Primary Submission Category: Dynamic Treatment Regimes
Efficient estimation of optimal treatment rules with fused randomized trials and missing covariates
Authors: Nicholas Williams, Kara Rudolph, Iván Díaz,
Presenting Author: Nicholas Williams*
A fundamental principle of clinical medicine is that a treatment should only be administered to those patients who would benefit from it. Treatment strategies that assign treatment to patients as a function of their individual characteristics are known as dynamic treatment rules. Randomized clinical trials are considered the gold standard for estimating the marginal causal effect of a treatment on an outcome; they are often not powered to detect heterogenous treatment effects.
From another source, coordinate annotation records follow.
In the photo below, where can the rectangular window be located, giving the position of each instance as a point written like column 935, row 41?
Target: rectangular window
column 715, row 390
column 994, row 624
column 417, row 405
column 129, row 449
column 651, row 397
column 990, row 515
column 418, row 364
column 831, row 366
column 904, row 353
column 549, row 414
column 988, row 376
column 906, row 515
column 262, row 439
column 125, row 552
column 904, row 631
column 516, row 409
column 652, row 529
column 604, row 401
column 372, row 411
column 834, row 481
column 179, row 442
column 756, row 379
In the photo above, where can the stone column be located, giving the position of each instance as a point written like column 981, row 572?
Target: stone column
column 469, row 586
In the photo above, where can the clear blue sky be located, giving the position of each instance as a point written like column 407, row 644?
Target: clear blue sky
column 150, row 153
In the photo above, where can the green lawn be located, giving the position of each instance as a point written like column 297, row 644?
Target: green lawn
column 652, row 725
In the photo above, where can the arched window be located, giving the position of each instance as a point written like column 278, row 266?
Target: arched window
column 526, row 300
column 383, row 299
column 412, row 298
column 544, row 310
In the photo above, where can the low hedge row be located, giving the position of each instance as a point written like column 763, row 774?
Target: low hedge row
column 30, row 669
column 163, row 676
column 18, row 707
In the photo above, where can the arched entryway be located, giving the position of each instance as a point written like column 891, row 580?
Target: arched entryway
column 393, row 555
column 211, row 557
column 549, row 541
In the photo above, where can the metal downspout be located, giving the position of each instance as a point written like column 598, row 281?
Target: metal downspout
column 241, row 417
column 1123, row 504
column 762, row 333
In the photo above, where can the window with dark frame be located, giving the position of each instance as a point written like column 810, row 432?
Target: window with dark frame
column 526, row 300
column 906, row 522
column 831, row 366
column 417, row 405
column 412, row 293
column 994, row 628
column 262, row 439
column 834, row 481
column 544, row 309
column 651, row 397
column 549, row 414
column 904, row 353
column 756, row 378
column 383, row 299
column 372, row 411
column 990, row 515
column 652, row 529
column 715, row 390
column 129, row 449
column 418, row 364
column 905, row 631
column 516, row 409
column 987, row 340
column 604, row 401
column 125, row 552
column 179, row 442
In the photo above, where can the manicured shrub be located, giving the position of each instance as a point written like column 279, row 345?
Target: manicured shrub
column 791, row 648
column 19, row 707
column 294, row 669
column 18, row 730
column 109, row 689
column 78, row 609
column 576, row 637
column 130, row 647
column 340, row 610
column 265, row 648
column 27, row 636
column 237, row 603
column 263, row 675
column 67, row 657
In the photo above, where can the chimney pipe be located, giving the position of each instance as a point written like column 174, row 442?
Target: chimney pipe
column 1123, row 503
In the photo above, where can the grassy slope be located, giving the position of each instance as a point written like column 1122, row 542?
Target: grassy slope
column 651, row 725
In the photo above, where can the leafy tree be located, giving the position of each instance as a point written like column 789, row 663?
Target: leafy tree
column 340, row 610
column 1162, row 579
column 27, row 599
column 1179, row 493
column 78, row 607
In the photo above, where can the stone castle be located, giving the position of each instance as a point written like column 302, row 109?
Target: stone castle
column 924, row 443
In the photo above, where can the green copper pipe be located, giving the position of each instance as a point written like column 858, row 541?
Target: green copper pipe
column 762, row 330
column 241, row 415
The availability of multiple trials presents an opportunity for combining data from multiple randomized trials, often called data-fusion, to better estimate dynamic treatment rules using the combined data-set than either data-set alone. However, there may be a mismatch in the set of patient covariates measured between trials. We address this problem here; namely, we propose a nonparametric estimator for the optimal dynamic treatment rule that leverages information from the set of randomized trials with missing covariates to estimate the conditional average treatment effect. We show, under certain conditions, that the proposed estimator is more efficient than an estimator for the conditional average treatment effect that only uses the set of trials that measure all covariates. We apply the estimator to fused randomized trials of medications for the treatment of opioid use disorder to estimate a treatment rule that would match patient subgroups with the medication that would minimize risk of relapse.